The laws affecting California businesses are ever changing and 2017 proves to be no different. Effective March 1, 2017, all California businesses will have to remove any labelling that designates a “single-user toilet facility” as either “male” or “female”. The California State Legislature passing of AB 1732 established the nation’s most inclusive restroom access law. The bill’s passing followed a federal judge’s ruling preventing the U.S. Department of Education from implementing guidance requiring school districts to allow transgender students to choose which restroom and locker facilities to use based on gender identity.
This law defines “single-user toilet facility” as “a toilet facility with no more than one water closet and one urinal with a locking mechanism controlled by the user.” In layman’s term, if you have a bathroom that has a single door to enter it, you need to update your signage.
"This is a common sense proposal," said Rick Zbur, Executive Director of Equality California. "Our home restrooms are already all-gender. So are restrooms on airplanes and at many hospitals and gas stations. The benefits of this simple change will enable all Californians to use restrooms in a way that is more safe, fair, and convenient."
Many business owners are wondering if they must use the new transgender signs or reconfigure their bathrooms. The answer is no. This bill will not change existing laws with respect to the number of, specifications for, or other facility requirements for restrooms that a business or entity must comply with under the existing CBC or current local ordinances, but changes the restroom access designation. Furthermore, any markings that label a single user facility as men’s or women’s either by wording or signage will need to be updated.

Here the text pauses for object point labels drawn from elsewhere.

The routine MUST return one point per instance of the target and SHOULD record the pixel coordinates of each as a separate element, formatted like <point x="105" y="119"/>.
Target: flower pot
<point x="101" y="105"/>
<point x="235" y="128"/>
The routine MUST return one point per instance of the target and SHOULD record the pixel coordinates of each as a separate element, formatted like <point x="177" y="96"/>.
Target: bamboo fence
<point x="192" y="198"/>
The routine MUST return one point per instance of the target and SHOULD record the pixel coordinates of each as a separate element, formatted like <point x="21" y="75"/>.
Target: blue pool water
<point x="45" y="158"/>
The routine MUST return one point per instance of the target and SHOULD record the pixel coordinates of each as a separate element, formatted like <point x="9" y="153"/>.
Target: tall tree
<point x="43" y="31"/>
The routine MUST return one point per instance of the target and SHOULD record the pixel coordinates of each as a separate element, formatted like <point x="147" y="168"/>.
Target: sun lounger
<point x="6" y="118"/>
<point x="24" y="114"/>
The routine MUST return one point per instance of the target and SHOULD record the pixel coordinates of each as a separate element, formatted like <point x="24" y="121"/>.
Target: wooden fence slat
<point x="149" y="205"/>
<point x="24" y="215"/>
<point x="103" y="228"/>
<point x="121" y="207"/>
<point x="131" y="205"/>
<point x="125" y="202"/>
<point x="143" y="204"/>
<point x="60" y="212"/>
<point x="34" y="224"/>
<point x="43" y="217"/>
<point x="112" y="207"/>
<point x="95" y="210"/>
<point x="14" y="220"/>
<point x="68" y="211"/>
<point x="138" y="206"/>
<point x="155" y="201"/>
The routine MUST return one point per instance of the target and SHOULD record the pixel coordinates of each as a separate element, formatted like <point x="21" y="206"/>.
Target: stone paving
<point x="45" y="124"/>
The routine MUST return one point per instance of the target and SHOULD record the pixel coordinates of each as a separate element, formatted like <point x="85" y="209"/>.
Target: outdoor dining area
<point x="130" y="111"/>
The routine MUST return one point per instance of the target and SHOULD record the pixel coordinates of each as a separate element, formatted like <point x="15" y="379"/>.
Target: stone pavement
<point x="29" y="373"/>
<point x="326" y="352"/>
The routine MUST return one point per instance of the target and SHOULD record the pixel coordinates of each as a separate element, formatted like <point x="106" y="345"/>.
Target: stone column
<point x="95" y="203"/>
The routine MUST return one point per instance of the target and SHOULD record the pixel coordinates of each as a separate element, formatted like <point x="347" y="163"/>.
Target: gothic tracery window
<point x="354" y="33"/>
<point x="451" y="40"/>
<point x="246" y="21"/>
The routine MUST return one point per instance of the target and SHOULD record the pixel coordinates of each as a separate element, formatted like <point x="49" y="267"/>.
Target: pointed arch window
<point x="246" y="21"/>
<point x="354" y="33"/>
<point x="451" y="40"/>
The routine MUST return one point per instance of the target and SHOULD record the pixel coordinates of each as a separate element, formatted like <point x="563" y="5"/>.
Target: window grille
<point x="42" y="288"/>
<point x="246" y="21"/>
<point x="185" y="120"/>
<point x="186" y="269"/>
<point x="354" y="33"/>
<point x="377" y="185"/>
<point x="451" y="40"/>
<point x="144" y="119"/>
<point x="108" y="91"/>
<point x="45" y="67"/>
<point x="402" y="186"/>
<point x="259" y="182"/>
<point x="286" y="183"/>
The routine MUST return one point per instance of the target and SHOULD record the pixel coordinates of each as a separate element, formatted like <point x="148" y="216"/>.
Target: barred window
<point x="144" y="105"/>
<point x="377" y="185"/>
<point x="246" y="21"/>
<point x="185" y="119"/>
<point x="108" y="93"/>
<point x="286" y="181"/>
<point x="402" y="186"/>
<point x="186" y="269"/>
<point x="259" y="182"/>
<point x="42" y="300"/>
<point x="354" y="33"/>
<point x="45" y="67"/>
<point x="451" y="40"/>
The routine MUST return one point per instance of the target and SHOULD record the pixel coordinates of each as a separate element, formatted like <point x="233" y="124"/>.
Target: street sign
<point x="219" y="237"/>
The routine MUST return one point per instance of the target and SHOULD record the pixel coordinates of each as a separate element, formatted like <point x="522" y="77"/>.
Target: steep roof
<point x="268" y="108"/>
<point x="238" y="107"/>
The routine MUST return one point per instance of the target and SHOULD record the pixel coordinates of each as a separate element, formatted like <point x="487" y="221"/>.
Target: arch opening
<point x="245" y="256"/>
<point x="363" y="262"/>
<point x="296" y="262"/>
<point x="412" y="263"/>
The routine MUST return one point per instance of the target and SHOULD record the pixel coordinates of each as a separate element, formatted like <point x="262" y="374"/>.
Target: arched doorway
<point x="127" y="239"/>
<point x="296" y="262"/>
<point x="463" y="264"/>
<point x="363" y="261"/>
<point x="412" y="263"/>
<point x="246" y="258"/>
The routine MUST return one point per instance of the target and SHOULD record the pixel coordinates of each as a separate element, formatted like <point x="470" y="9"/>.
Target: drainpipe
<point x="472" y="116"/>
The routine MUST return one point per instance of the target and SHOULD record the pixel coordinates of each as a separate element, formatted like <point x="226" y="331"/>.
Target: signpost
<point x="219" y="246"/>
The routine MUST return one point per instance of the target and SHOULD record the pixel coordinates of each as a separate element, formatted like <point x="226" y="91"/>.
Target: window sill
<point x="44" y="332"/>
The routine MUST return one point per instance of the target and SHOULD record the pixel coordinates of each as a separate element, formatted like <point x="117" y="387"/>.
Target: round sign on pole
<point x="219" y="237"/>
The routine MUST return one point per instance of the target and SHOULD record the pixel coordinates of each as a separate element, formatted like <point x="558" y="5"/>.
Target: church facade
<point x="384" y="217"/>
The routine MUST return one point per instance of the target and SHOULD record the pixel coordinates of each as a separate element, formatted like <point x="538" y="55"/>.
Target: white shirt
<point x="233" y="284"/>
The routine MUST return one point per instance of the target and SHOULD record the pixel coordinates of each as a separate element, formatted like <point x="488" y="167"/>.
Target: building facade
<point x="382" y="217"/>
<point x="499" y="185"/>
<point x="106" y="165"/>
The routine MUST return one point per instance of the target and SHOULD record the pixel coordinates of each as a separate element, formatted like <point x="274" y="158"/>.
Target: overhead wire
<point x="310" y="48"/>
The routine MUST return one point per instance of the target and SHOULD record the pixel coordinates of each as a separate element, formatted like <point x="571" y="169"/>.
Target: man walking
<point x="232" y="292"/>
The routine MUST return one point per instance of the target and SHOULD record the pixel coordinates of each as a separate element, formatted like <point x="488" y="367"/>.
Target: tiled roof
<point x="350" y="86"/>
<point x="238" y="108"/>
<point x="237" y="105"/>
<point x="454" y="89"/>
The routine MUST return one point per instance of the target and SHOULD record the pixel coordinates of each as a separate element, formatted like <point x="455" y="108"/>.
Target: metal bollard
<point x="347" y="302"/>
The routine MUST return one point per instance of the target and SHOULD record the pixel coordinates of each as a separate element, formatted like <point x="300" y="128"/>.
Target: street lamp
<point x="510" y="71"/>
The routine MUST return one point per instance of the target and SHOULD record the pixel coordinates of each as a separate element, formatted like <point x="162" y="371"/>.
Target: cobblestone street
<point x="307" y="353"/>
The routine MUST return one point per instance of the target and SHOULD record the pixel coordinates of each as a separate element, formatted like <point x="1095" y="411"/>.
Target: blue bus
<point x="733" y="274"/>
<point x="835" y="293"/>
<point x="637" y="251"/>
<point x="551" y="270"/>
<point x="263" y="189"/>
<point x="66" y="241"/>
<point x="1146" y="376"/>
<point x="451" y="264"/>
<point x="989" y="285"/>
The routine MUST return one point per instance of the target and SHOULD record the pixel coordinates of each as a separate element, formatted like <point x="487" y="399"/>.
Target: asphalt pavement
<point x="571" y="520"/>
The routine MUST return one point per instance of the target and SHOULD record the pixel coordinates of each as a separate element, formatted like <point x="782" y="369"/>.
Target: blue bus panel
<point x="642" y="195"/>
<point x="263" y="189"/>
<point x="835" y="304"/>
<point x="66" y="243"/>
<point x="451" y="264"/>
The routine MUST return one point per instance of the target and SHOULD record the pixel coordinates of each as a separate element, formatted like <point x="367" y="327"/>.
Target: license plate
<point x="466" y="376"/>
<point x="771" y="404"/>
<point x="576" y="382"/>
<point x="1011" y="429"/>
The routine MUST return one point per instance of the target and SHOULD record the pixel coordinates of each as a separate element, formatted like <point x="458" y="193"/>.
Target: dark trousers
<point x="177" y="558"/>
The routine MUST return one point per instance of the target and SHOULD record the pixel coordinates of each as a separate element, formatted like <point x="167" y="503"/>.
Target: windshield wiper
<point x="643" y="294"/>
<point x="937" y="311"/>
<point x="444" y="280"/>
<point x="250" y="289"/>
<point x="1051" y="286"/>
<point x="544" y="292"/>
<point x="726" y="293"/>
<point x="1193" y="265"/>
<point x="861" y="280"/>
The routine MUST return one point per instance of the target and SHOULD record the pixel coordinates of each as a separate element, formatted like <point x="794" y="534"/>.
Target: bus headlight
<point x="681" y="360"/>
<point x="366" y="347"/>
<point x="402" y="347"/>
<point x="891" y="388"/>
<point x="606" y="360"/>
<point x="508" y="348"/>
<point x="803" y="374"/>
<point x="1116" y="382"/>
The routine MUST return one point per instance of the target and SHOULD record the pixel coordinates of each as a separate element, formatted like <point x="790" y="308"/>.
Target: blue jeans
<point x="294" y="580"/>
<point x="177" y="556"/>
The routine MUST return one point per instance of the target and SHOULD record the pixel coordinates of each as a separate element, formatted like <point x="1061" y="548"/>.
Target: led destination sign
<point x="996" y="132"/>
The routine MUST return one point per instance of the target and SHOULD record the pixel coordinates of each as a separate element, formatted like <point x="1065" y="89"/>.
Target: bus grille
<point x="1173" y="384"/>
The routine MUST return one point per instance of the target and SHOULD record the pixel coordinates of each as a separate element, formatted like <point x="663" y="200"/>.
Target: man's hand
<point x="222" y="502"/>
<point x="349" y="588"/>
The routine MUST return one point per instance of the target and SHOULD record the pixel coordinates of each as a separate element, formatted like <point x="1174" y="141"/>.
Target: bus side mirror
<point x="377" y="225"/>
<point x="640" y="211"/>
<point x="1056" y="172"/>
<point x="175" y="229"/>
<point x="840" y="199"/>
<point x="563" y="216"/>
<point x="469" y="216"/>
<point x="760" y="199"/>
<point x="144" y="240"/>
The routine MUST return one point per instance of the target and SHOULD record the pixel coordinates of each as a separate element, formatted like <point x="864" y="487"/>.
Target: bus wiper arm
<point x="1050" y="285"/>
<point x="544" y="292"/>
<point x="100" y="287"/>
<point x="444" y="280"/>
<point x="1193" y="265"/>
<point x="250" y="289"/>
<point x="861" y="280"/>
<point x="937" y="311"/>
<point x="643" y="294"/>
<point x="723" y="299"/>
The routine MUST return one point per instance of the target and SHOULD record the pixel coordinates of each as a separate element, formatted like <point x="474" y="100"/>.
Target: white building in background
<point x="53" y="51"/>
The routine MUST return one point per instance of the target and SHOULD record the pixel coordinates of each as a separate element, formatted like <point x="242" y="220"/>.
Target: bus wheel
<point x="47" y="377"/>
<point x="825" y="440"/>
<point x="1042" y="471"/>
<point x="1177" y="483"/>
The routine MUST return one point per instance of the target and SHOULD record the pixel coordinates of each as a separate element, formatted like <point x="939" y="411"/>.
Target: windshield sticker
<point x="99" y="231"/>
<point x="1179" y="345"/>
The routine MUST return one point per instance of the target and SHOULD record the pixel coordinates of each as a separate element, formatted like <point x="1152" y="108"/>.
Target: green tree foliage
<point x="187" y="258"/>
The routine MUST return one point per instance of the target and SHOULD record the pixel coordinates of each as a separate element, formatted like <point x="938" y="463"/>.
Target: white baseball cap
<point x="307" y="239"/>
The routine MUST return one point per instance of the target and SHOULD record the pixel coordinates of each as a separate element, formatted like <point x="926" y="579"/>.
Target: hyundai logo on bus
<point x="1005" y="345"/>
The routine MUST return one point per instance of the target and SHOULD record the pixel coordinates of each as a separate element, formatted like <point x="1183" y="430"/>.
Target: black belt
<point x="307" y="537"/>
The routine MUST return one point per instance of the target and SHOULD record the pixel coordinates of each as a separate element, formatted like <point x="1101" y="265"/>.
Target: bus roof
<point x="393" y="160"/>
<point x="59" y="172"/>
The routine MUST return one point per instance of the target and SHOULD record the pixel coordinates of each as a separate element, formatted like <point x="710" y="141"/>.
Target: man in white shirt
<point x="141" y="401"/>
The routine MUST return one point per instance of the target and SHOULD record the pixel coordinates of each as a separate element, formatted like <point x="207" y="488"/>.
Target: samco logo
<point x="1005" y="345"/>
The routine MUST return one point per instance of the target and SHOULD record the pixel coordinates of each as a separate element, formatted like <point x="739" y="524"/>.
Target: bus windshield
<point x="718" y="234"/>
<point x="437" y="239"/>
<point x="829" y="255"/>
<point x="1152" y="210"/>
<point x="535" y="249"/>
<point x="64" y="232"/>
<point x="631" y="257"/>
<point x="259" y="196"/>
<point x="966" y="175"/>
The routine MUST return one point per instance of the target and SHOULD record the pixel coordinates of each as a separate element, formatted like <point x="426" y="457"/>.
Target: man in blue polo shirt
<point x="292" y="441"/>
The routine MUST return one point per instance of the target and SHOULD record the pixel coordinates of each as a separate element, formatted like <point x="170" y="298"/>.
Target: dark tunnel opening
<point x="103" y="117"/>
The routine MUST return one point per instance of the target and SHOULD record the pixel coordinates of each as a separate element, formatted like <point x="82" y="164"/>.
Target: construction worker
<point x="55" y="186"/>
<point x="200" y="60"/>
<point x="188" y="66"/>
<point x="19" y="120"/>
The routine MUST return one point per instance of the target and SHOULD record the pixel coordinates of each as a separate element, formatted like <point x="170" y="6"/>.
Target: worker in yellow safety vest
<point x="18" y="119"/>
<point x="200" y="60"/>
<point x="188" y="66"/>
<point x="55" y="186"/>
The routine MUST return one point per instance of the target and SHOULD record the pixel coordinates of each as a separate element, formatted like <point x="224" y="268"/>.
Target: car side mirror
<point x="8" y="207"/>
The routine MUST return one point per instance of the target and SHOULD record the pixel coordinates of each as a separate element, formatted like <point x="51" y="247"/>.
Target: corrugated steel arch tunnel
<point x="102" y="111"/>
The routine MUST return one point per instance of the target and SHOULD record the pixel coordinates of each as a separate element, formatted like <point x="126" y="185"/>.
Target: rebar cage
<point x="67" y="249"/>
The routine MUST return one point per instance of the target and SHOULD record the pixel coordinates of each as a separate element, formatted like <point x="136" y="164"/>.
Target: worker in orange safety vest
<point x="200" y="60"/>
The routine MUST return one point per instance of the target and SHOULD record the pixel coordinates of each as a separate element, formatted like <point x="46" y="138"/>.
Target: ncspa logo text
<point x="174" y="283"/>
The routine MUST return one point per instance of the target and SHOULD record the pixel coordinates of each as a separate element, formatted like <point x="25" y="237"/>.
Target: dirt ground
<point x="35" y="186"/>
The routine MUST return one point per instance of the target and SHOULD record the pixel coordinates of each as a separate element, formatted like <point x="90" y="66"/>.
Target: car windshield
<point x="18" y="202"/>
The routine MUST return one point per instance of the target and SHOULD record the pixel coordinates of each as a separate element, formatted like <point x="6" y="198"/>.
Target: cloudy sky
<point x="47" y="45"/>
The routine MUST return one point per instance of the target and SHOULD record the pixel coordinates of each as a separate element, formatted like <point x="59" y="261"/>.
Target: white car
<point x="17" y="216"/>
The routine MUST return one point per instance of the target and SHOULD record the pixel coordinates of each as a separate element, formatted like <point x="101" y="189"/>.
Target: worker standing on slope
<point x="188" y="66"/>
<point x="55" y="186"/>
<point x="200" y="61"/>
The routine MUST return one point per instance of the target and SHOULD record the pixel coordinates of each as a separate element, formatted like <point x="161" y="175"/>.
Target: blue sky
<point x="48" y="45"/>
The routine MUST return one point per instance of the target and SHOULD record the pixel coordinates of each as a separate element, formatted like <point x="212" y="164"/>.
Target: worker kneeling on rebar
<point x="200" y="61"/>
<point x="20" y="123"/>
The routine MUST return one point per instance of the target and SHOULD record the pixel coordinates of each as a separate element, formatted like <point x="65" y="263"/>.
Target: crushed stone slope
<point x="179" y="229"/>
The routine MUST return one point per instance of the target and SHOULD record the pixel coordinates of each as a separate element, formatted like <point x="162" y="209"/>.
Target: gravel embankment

Business owners should be proactive by updating their signage and any other gender-specific markings before the March 1, 2017 deadline.
While there are no specified penalties as of yet, the law specifically permits inspectors, building officials, or other local officials responsible for code enforcement to inspect for compliance with the bathroom signage requirement. Thus violations will likely be assessed on the local level as municipalities pass or revise ordinances in response to AB 1732’s enactment.
Furthermore, there are already statutes in place that protect equal access for individuals relative to both business and employment. Thus a failure to comply would likely result in the business being sued under one or more of the statutes relating to equal access.